Highest Common Factor of 665, 437, 267 using Euclid's algorithm
Created By : Jatin Gogia
Reviewed By : Rajasekhar Valipishetty
Last Updated : Apr 06, 2023
HCF Calculator using the Euclid Division Algorithm helps you to find the Highest common factor (HCF) easily for 665, 437, 267 i.e. 1 the largest integer that leaves a remainder zero for all numbers.
HCF of 665, 437, 267 is 1 the largest number which exactly divides all the numbers i.e. where the remainder is zero. Let us get into the working of this example.

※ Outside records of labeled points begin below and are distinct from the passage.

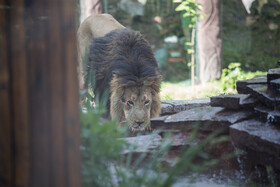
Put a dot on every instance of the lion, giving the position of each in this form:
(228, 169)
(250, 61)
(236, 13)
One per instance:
(124, 66)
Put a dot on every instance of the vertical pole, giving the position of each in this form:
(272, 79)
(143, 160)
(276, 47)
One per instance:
(39, 111)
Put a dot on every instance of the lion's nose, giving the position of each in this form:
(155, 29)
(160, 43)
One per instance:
(139, 122)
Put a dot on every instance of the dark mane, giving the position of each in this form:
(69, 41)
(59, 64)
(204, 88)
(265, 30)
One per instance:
(123, 52)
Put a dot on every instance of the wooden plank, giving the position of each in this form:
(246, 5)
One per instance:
(5, 110)
(38, 97)
(40, 135)
(57, 94)
(72, 108)
(19, 95)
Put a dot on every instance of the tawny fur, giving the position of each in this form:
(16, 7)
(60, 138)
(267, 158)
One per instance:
(123, 63)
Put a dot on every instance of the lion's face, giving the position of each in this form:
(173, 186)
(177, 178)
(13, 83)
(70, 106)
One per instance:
(136, 106)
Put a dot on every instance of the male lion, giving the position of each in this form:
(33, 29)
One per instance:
(123, 63)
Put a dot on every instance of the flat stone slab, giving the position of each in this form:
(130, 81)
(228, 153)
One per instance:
(273, 74)
(144, 143)
(266, 97)
(174, 106)
(233, 101)
(262, 138)
(241, 86)
(274, 85)
(208, 118)
(268, 115)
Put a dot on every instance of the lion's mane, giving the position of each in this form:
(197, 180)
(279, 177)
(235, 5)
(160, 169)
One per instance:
(120, 59)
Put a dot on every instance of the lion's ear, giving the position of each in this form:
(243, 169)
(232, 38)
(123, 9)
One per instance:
(153, 82)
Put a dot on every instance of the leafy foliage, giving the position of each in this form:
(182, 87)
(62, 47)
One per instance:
(105, 164)
(234, 73)
(190, 10)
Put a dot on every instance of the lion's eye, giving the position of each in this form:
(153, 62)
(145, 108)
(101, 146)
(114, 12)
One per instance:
(147, 102)
(130, 103)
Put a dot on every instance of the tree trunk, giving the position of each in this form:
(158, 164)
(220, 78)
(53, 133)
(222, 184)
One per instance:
(39, 114)
(209, 41)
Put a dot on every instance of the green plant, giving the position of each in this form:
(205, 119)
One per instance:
(104, 163)
(234, 73)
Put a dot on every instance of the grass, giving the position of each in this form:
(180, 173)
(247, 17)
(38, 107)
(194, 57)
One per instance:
(226, 85)
(181, 91)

Consider we have numbers 665, 437, 267 and we need to find the HCF of these numbers. To do so, we need to choose the largest integer first and then as per Euclid's Division Lemma a = bq + r where 0 ≤ r ≤ b
Highest common factor (HCF) of 665, 437, 267 is 1.
HCF(665, 437, 267) = 1
HCF of 665, 437, 267 using Euclid's algorithm
Highest common factor or Highest common divisor (hcd) can be calculated by Euclid's algotithm.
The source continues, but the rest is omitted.